The day came for me to surrender to Federal prison and for my wife and I that meant all afternoon and evening in and out of three airplanes, a rental car and a hotel, on our way to Dallas on Sunday night. The late night arrival, two hour time zone change and not wanting to let go of my wife turned a planned early morning surrender into a mid afternoon surrender (I’m not sorry for that delay). We drove from the Dallas International Airport to Seagoville where we tried in-vane to find a bank or anything resembling a town center for that matter. We found ourselves at a “Quickie” mart with an ATM for some surrender cash. My wife then (against her will) drove me to FCI Seagoville, which would be my new home for the next several months (positive spin intended). We hugged, said our tearful goodbyes and then she pulled up to the front entrance and I walked out of the car and in the front door of the prison where a young woman wearing a two-tone blue “Bearer of Prison’s” uniform promptly greeted me. I announced that I was there to self-surrender to which she replied, ” You are most definitely in the wrong place.” Could it be that this was all in-fact just a bad dream and I had just woken up? She informed me that I needed to be at the Federal Detention Center about one mile down the perimeter road. “Oh no,” was my first thought followed quickly by a vision of my wife driving away with my cell phone in the rental car. I very politely asked the young woman if there was any chance I could use her phone to call my ride. I was prepared for a courteous “no” which would have had me huffing it over a mile in 100 plus degree heat only to be pleasantly surprised by the sight of her handing me the phone. I immediately dialed my wife (which as it turned out had yet to depart the parking lot, I think she really does know me) and within a minute I was back in the rental car after serving about 4 minutes of my sentence.
We found the correct road and this time drove to the Detention center and said our, now rehearsed but none-the-less painful goodbyes. I walked in and was met by a gentleman clad in the same two-tone blue uniform. He asked me some “password reminder” type questions to ensure I had not paid or otherwise persuaded someone else to take my place (hmmmm, I never would of thought of that). He then escorted me into the receiving and discharge area. I was photographed and issued a trendy pair of khaki pants, a shirt (khaki is the new orange that was the old black, or something?) and, after a few cursory medical questions I was escorted, this time to “B” bravo unit building 53. Building 53 is a two-story cinder block and concrete structure that houses about 250 to 300 people (sorry, inmates) with two and four man rooms. I live on the bottom floor in the top bunk of a four-man room just off the end of a massive common area where everyone congregates to watch TV, play cards and talk. As you can imagine it’s LOUD all the time during the day (6:30 am until around 11:00pm) and there is zero privacy anywhere and everywhere you go. Thus far people (inmates, I hope I don’t get used to that) have been friendly. I would say almost curious and it seems like violence is non-existent here. As I write this it’s only my 3rd day and I am still trying to get in synch with all of the rules and procedures.

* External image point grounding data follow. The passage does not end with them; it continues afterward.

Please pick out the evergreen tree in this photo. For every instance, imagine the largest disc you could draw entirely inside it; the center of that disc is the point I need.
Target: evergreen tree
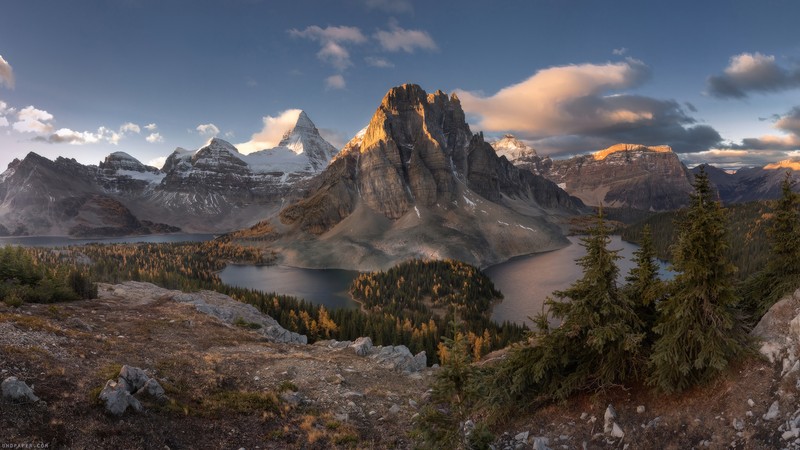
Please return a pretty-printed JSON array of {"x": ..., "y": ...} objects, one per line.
[
  {"x": 596, "y": 344},
  {"x": 644, "y": 287},
  {"x": 781, "y": 273},
  {"x": 698, "y": 329}
]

For instance, all movements outside the housing unit are “controlled” meaning they open the doors at 20 minutes past the hour and you have 10 minutes to get where you’re going and then at 30 past the hour the doors are again locked until the next move. Yesterday I was given two tasks; one, to go to the laundry and get all of my issued clothes and supplies and the other was to go to medical to sign a piece of paper. At 20 past the hour I was standing at the door and was the first one out. Not exactly sure where I was going I made a few wrong turns and got there with about eight minutes remaining. It took exactly nine minutes to get all of my clothing and was locked inside the laundry for 50 minutes until the next move. Same thing happened with my trip to medical except I was pleased to learn that the medical building is at least air conditioned, so a more comfortable 50 minutes was had there (I might just get stuck there more often). I’m sure, in time I will get the hang of things, especially now that I have a watch, and who knows maybe I’ll even be able to laugh about it someday, maybe, but for now its a lot of running and a lot of waiting.

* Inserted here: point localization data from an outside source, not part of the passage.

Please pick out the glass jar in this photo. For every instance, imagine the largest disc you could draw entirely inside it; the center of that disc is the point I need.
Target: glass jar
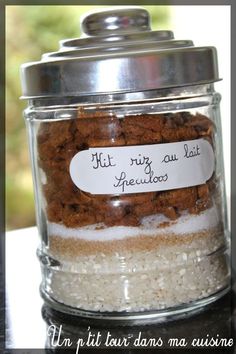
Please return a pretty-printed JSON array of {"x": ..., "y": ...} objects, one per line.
[{"x": 129, "y": 181}]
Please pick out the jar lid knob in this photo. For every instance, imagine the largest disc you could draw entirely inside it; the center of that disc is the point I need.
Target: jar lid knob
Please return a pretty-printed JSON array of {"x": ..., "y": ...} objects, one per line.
[{"x": 116, "y": 21}]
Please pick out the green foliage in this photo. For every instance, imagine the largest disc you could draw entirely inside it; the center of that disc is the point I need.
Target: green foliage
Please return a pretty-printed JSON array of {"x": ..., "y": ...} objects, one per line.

I was also able to set up my commissary account (thanks to my beautiful wife back home making everything happen) and was able to finally call home, definitely the highlight of my day!
I know I have a long road ahead but one day at a time and I’ll get there.
I want to end this by thanking everyone for the support in the days and hours leading up to my surrender. It means so much to my family and me. I think I could actually feel the love being sent our way and it was (and still is) overwhelming. I consider myself lucky for having such a wonderful, loving family and such caring friends.
I know that “thank you” are just two words on the screen but the meaning behind them comes straight from the bottom of my heart.